VP Danish objects to draft peace proposal prepared by HCNR

The draft peace plan prepared by Afghanistan’s High Council for National Reconciliation (HCNR) will divide the Republic camp, says Afghanistan’s second vice president, Sarwar Danish as quoted by a statement issued by his press office today, Tuesday, April 13.

Instate of strengthening a consensus in the Republic camp, a term used for those groups, individuals, and political factions that support the stance to be taken by the Islamic Republic of Afghanistan in talks with the Taliban, the draft peace proposal prepared by the HCNR will fuel the differences in the Republic camp, the statement said.

The statement by Afghanistan’s second vice president is made while the country is preparing to hold decisive power-sharing talks with the Taliban. The coming intra-Afghan talks to be hosted by Turkey is tentatively scheduled to take place on April 16, but a Taliban spokesperson has said in a tweet that the group would not be able to attend the talks on April 16.

VP Danish has objected to the draft peace proposal, claiming that the HCNR has snubbed the peace proposal submitted by the government and endorsed by President Ghani. Earlier last week, President Ghani proposed a three-phased peace proposal in which he envisaged a new power-sharing setup titled as the government of peace or the transitional government of peace. Danish says that the HCNR in its peace proposal has ‘deliberately’ tried to bypass the proposal made by President Ghani.

“The draft peace plan prepared by the HCNC indeed represents the viewpoint of one political party,” VP Danish says as explaining that a parliamentary political setup is a kind of system demanded by a political group in Afghanistan.

An ethnically diverse country, Afghanistan is ruled by a centralized political system with the president having the highest authority to run the country. Many who advocate for a more flexible political setup say a parliamentary system is the best kind of political system that suits Afghanistan when it comes to a power-sharing mechanism between the central government and local administrations.

But those who oppose the idea of a parliamentary system fear that a parliamentary setup might lead to further undermining a centralized strong president who is tasked to run the country single-handedly, something that has seen as one of the main problems ahead of governance by the critics of presidential political setup.

VP Danish, who is a close ally of President Ghani and an ethnic Hazara, has said the proposed peace plan by Afghan High Council for National Reconciliation sidelines Afghanistan’s Hazaras, Uzbeks, Baluchs, and other ethnic identities from the power arena and shares the power between the two ethnic groups, with first, supposedly a Pashtun taking the presidency and the second, a Tajik securing the office of the prime minister.

“[We] should respect the national interest and the views hold by other movements, and any model [we propose for future political setup] should be founded on the basis of the reality of the Afghan society,” he said.

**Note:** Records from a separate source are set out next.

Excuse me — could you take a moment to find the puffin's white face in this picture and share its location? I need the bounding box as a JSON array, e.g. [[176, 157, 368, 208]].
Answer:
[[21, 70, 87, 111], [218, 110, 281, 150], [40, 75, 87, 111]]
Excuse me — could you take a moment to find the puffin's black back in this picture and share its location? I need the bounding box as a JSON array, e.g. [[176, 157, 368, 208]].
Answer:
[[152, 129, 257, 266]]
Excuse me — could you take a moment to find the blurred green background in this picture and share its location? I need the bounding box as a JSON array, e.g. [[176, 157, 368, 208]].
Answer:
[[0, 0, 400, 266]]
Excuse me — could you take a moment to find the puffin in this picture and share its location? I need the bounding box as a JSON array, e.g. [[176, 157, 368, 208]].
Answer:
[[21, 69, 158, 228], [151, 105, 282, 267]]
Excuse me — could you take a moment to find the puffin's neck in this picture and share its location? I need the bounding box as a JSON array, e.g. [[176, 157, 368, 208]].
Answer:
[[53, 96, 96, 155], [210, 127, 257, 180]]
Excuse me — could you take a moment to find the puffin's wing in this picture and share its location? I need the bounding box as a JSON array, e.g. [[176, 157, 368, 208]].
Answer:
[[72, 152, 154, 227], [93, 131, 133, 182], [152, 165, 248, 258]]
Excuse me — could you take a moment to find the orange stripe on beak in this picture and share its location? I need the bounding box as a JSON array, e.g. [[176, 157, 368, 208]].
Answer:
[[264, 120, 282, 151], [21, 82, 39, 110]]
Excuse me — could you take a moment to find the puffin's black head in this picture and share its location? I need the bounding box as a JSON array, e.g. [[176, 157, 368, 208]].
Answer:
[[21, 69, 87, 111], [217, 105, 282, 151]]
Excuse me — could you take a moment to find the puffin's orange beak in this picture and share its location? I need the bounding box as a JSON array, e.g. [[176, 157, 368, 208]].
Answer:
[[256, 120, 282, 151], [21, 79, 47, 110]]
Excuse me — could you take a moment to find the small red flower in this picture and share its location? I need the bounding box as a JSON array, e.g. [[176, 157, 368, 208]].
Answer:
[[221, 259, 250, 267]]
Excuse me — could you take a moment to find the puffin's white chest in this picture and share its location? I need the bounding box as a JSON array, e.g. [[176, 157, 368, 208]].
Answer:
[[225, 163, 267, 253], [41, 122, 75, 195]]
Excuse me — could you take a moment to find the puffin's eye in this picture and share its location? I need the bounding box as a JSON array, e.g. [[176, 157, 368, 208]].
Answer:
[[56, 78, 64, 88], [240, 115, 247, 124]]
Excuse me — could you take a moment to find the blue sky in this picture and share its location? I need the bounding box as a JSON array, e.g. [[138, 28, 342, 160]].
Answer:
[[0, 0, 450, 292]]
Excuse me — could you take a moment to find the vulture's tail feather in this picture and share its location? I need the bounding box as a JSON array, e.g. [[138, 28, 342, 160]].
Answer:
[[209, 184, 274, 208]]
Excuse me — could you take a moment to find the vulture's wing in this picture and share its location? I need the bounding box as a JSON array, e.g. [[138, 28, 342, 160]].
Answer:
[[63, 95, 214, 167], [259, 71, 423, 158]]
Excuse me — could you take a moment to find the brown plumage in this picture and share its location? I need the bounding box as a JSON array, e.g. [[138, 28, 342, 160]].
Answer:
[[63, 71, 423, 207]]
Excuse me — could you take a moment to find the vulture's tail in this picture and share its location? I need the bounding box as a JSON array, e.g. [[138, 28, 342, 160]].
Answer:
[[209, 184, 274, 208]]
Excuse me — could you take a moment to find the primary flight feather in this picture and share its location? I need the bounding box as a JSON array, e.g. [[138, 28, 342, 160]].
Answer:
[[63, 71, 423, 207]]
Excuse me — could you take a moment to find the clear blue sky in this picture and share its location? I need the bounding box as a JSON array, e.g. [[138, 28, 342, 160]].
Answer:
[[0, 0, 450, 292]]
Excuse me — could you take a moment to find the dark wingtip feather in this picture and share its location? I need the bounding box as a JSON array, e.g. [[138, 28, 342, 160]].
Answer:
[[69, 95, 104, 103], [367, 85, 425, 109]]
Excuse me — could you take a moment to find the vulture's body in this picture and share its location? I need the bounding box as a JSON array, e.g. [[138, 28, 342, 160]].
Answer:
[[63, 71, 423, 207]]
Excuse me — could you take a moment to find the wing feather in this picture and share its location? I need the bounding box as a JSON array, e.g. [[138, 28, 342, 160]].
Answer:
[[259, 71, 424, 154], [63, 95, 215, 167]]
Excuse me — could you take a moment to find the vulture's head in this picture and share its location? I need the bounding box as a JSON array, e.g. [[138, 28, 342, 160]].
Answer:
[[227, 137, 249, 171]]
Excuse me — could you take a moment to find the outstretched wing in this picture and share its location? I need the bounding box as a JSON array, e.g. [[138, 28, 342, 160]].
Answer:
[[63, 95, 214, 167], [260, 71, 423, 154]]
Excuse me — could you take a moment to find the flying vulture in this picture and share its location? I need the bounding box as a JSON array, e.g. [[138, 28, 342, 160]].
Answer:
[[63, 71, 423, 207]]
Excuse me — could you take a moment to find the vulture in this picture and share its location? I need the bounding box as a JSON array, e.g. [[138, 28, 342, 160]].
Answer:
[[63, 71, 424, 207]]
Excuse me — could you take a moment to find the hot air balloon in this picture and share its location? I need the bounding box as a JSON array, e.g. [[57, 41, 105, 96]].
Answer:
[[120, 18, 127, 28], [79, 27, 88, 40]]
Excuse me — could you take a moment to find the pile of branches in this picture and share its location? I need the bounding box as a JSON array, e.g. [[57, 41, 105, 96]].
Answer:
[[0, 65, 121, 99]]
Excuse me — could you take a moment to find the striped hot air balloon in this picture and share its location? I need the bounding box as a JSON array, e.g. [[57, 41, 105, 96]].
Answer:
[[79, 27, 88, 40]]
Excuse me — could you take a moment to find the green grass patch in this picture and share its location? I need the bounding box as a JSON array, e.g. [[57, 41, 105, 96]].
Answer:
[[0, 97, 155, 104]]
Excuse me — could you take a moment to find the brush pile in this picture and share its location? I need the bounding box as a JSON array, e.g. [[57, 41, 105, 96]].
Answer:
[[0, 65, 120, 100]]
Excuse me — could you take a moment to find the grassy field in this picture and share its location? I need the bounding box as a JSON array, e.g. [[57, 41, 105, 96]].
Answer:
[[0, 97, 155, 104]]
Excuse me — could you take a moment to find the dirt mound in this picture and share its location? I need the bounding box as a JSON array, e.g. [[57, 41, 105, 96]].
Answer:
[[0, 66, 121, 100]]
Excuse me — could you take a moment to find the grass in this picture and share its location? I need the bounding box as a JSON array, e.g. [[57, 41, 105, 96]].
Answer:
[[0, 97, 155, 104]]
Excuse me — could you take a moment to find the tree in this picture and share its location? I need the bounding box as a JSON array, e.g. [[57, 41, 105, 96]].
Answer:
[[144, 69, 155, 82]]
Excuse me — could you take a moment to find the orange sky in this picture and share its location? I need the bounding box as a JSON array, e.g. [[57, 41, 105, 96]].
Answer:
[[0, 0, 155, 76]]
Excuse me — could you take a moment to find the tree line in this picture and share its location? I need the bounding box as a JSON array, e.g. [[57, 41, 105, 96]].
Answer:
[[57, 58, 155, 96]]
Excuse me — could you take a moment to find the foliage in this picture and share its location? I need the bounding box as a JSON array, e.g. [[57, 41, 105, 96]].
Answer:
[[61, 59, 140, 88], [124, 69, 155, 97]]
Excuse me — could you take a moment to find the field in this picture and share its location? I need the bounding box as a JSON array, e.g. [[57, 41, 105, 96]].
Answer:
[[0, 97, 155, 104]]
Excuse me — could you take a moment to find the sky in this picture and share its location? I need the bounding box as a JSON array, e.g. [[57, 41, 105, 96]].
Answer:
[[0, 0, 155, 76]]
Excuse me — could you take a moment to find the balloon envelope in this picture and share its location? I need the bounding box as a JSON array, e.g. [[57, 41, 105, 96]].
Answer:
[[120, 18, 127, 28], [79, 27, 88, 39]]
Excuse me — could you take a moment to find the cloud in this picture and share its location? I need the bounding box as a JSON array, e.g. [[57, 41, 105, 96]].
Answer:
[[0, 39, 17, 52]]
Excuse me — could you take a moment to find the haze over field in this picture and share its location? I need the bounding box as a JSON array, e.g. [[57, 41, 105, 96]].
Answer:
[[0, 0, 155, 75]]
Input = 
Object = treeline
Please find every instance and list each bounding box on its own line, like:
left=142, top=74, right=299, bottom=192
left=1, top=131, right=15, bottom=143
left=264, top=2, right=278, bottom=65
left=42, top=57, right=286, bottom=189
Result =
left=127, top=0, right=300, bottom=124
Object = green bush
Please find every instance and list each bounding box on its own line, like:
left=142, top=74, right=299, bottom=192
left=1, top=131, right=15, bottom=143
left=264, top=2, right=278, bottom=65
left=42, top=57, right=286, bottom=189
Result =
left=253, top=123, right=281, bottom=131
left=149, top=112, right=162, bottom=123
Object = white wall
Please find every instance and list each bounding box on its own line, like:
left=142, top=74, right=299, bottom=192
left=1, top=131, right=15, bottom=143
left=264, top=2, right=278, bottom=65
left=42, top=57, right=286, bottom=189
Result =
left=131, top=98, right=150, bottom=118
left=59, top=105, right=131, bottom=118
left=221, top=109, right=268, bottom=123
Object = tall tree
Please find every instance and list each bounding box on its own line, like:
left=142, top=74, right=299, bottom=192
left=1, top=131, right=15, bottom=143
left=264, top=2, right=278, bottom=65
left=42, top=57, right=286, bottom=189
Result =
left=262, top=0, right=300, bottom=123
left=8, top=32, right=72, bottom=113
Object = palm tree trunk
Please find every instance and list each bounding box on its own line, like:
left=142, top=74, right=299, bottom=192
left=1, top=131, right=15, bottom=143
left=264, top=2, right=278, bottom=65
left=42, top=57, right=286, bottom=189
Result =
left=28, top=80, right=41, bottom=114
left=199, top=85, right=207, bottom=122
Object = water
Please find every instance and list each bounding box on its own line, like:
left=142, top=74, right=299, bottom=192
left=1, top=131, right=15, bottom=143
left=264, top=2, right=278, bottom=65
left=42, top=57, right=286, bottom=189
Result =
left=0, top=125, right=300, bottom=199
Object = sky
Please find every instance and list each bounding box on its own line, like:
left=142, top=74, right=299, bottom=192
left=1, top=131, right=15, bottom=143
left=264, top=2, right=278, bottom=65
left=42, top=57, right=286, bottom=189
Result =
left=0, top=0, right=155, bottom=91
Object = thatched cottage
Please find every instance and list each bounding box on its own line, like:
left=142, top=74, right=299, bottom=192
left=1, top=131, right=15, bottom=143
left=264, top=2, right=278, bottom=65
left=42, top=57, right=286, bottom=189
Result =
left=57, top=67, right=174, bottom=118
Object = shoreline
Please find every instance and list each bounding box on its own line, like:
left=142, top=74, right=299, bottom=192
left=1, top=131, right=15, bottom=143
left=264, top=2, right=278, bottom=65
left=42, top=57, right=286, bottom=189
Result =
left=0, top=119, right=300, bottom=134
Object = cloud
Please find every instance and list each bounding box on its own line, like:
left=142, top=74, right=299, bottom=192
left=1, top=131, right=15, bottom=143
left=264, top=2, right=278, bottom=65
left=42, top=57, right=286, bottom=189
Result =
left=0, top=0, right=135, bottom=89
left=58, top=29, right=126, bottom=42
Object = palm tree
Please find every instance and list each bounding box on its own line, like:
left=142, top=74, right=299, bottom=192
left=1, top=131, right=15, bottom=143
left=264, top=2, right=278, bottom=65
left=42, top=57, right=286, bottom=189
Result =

A couple of weeks ago, Afghanistan’s High Council for National Reconciliation said it had tasked a committee to study dozens of peace proposals submitted by various political factions to unify a single peace proposal for the coming talks in Turkey. Faraidon Khozon, a spokesperson for the HCNR, earlier had told the media that the draft peace proposal would be shared with the leadership of the High Council for National Reconciliation and after the approval by the leadership of HCNR it would be presented to the coming Istanbul meeting.